Por qué

¿Por qué?

Por qué¿Por qué nos gusta tanto mentir? ¿Por qué la gente no dice lo que realmente piensa? ¿Por qué ante una pregunta directa en vez de la verdad encuentras subterfugios? Mentiras, expresiones políticamente correctas, lo que queda bien para quizás no llegar a mentir, pero no decir la verdad.

¿Por qué no somos sinceros? ¿Que valor tiene conseguir algo con mentiras? ¿De que sirve retener a alguien, o no dejarle marchar, por no decirle la verdad? ¿Por no herir? ¿No hace más daño saber que te están mintiendo, aunque quizás quien lo hace pretende que sea una mentira piadosa?

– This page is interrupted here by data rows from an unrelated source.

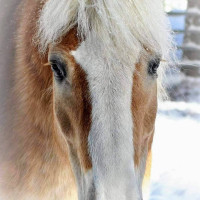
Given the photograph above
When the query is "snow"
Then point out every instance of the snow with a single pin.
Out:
(194, 10)
(176, 147)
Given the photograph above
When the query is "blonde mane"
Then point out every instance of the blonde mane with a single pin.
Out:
(122, 26)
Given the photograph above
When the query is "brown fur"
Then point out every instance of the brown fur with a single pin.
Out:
(50, 127)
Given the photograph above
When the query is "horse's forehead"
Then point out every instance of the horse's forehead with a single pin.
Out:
(95, 63)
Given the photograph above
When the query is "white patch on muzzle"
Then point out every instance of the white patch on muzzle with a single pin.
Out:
(111, 135)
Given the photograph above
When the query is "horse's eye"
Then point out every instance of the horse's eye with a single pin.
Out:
(153, 66)
(58, 70)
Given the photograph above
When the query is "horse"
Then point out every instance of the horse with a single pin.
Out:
(87, 77)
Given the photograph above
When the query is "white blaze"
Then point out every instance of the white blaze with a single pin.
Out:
(111, 135)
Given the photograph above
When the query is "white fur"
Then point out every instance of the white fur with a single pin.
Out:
(111, 135)
(115, 34)
(122, 25)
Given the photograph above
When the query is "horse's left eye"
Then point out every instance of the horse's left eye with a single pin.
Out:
(153, 66)
(58, 70)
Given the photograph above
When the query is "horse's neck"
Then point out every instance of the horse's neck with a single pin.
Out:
(35, 160)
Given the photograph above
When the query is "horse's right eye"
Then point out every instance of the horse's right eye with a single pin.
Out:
(58, 69)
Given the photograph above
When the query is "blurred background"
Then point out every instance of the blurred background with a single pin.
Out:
(176, 148)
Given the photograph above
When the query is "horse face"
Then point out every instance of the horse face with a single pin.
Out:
(107, 115)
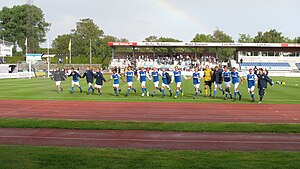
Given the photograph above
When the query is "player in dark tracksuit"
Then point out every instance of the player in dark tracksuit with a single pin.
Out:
(75, 80)
(89, 79)
(217, 80)
(263, 81)
(99, 81)
(58, 77)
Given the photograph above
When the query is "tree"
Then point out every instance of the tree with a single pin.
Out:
(245, 38)
(271, 36)
(86, 30)
(61, 44)
(217, 36)
(21, 22)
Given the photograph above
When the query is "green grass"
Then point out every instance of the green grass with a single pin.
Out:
(152, 126)
(23, 157)
(44, 89)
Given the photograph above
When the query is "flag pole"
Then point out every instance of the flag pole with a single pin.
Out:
(90, 52)
(70, 49)
(48, 58)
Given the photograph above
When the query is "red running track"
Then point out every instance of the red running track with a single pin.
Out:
(149, 111)
(151, 139)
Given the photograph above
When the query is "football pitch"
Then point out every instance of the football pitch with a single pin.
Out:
(32, 156)
(45, 89)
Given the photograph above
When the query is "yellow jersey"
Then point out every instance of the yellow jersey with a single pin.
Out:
(208, 75)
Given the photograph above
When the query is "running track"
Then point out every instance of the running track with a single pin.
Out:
(151, 139)
(156, 112)
(159, 112)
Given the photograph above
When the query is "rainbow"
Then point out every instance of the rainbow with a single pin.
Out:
(180, 12)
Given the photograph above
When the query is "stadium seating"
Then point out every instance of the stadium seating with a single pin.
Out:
(267, 65)
(298, 65)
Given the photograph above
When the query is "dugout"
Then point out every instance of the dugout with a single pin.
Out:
(249, 52)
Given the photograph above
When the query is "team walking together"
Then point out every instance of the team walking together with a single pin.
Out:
(217, 79)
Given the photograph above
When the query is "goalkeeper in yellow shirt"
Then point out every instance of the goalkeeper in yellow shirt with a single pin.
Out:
(208, 73)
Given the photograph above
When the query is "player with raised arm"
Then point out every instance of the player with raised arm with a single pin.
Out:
(116, 77)
(217, 80)
(235, 77)
(89, 74)
(166, 81)
(227, 81)
(263, 81)
(196, 81)
(251, 79)
(207, 80)
(99, 81)
(129, 74)
(178, 80)
(142, 77)
(75, 80)
(155, 77)
(58, 77)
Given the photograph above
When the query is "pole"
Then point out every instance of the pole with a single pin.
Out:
(30, 74)
(48, 59)
(90, 52)
(70, 49)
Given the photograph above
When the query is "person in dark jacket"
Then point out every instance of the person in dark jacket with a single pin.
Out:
(75, 80)
(217, 80)
(263, 81)
(99, 81)
(58, 76)
(89, 74)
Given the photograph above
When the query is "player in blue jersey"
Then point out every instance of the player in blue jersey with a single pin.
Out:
(166, 81)
(99, 80)
(89, 74)
(142, 77)
(116, 77)
(155, 77)
(217, 80)
(129, 74)
(251, 79)
(235, 77)
(178, 80)
(75, 80)
(196, 81)
(227, 81)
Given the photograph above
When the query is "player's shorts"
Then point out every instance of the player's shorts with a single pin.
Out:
(227, 84)
(251, 88)
(217, 85)
(236, 85)
(165, 85)
(208, 83)
(196, 86)
(116, 85)
(57, 83)
(143, 83)
(156, 84)
(75, 83)
(98, 86)
(178, 84)
(129, 84)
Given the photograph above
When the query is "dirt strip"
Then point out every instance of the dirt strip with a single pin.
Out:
(148, 111)
(151, 139)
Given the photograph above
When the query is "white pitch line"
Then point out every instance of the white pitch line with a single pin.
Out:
(149, 140)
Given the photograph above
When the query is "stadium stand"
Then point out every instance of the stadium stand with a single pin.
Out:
(278, 66)
(183, 61)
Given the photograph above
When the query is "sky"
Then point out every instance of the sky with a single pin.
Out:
(181, 19)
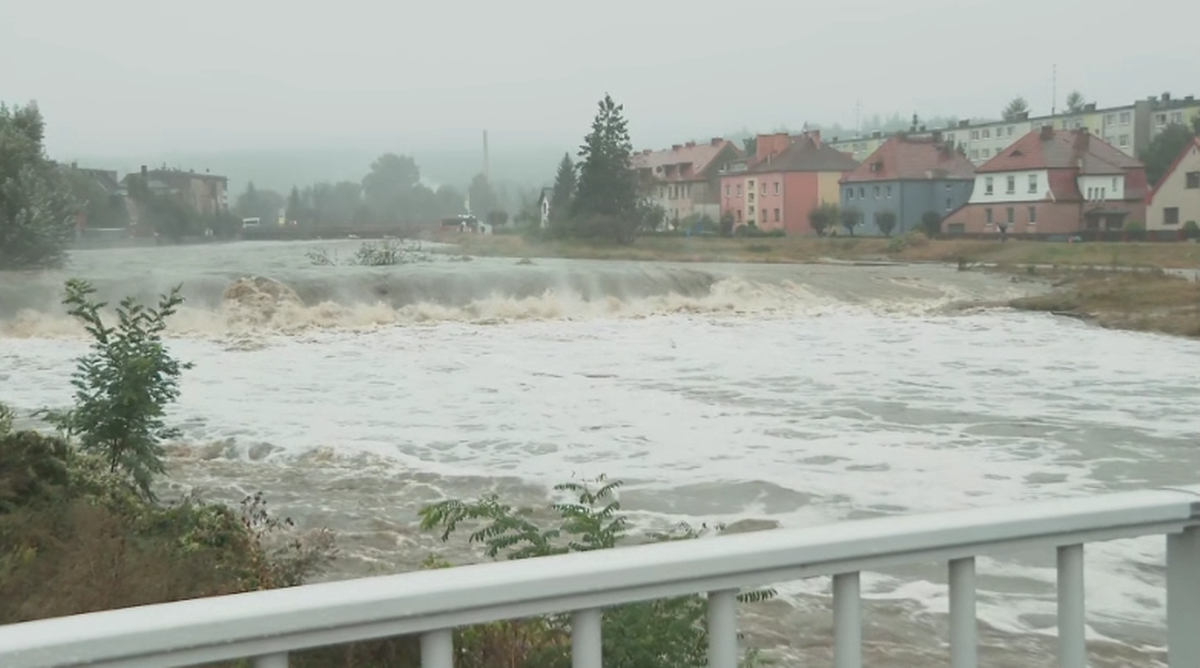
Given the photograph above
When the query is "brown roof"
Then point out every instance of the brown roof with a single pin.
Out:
(805, 152)
(912, 158)
(684, 162)
(1061, 149)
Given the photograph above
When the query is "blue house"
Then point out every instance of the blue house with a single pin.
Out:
(907, 176)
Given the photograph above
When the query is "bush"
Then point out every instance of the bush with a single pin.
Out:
(663, 633)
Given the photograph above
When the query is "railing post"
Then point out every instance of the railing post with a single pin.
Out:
(1072, 643)
(964, 643)
(271, 661)
(587, 649)
(847, 621)
(723, 629)
(1183, 599)
(437, 649)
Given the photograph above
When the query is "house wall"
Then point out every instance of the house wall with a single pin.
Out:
(910, 202)
(1021, 191)
(1174, 193)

Que fácil y sencillo sería todo sin tantas mentiras. Si algo te gusta dilo. Si no te gusta dilo. Si alguien te molesta dilo. Si alguien te cae mal, dilo. Pero sobre todo no mientas. No prometas lo que no vas a cumplir. Y si tienes un problema con alguien háblalo. No lo ocultes. No lances mensajes al aire, no lo ocultes a la persona a la que más afecta ni pretendas que tus mensajes subliminales lleguen a su destino. Pueden llegar distorsionados. Pueden llegar a personas equivocadas, pueden no llegar o herir a quien no deben.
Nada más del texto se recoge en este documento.